El uno es una esquela, con que se hallaron muchos sujetos
de la corte bajo un simple sobrescrito, y dice así:
«El mayordomo de la casa de los locos de la ciudad de Toledo
participa a V. habérsele escapado dos docenas de los
más furiosos, los cuales le aseguran se han disfrazado
de predicadores en la Corte; en cuya atención suplica
a V. se sirva concurrir a los sermones, y notar si hablan
desconcertados, sin método, orden ni decencia; si
amontonan conceptos, textos truncados, fábulas de
gentiles, cuentos ridículos, ideas fantásticas,
acciones y expresiones burlescas contra el respeto y decoro
de la palabra de Dios, de la cátedra del Evangelio,
del auditorio cristiano, a fin de dar las providencias necesarias
para restituirlos a esta santa casa, y curarlos en ella;
en lo que hará V. una obra de caridad. Me aseguran
que uno ha de predicar el día..., a las... de la mañana,
en la iglesia de...» 5. -¡Bella esquela! ¡Noble esquela!

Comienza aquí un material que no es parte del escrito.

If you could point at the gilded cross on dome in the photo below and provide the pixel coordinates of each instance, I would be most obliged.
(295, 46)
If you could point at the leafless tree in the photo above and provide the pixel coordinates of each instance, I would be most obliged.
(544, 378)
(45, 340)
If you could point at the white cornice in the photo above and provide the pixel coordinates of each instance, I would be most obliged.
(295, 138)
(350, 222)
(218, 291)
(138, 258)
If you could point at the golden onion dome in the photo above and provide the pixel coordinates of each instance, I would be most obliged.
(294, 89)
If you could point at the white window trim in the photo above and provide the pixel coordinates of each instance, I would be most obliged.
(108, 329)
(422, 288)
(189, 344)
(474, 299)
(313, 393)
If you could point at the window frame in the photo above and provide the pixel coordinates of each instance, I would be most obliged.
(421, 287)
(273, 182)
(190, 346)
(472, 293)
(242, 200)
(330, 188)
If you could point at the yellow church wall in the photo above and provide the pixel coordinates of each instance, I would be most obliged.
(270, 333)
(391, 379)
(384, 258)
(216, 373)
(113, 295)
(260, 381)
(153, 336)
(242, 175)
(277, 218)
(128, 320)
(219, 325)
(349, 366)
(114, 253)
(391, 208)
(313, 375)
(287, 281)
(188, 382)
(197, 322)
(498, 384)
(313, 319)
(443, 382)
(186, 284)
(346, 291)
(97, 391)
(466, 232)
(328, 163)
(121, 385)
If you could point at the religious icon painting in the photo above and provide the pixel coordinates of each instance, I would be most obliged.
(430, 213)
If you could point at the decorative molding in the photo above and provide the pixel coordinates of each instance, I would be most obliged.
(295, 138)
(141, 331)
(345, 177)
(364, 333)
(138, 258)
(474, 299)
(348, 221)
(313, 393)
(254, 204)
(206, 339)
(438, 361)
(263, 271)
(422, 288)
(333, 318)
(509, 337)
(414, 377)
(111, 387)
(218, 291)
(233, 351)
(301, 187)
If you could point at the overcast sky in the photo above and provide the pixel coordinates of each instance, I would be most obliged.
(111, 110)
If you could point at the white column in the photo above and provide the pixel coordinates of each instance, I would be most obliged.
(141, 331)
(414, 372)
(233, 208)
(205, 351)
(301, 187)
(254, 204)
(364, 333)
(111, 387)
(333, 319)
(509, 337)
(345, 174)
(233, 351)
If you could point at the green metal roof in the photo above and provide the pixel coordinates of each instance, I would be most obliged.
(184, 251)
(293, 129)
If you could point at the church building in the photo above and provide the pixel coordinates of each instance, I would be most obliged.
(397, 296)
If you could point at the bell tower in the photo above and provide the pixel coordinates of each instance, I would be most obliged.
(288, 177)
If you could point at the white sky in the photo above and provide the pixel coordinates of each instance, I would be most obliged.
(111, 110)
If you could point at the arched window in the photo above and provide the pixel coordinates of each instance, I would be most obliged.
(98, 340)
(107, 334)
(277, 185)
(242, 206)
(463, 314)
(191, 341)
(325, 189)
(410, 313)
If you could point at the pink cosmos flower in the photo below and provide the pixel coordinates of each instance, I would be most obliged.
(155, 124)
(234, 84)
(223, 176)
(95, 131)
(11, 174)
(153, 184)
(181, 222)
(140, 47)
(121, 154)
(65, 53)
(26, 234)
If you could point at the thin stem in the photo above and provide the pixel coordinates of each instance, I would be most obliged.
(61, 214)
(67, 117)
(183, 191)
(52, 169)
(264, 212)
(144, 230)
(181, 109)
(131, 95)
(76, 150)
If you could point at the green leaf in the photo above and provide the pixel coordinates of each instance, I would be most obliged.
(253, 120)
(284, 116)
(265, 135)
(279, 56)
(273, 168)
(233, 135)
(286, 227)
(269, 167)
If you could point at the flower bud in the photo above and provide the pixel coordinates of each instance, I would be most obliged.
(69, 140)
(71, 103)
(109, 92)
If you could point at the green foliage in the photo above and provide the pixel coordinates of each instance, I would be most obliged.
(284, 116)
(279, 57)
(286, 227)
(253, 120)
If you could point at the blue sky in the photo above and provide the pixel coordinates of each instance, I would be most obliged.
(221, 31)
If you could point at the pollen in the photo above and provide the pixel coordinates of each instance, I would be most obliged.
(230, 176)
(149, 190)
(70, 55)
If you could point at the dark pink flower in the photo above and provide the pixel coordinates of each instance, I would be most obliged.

¡Especie de exquisito gusto y de gran juicio! -exclamó
el maestro Prudencio. -Yo por tal la tengo -dijo el beneficiado-,
y me dicen que la han celebrado infinito todos los hombres
serios, entendidos y cultos. Verdad es que también
me añaden que a otros muchos los ha consternado extrañamente.
-Eso es muy natural -repuso el maestro Prudencio-. Todos
aquellos que por las señas que da el mayordomo teman
que los recojan a la santa casa por orates de los más
furiosos, levantarán el grito y alborotarán
al mundo contra la esquela; y en verdad que yo no esperaría
a otros indicios para recogerlos al instante. -Engruese
vuestra reverendísima ese partido, que es bien numeroso
-dijo el beneficiado-, con los muchos que los aplauden y
los celebran, y se juntará contra la esquela un ejército
formidable. Es menester echarse esta cuenta, porque estos
tales se ven reducidos a uno de dos extremos: o a reconocer
y confesar que hasta aquí han vivido alucinados, aplaudiendo
lo que debieran abominar, y siguiendo ciegamente a los que
debieran huir, o a obstinarse por tema y por capricho en
su errado dictamen. Lo primero no hay que esperarlo, o hay
que esperarlo de muy pocos; porque son muy raros los que
quieren confesarse engañados. Conque es preciso que
suceda lo segundo. 6. -Esa esquela -replicó fray
Gerundio con inocentísimo candor- no merece fe ni
crédito en juicio, ni fuera de él; y aun si
mucho se apura, está condenada por la Inquisición.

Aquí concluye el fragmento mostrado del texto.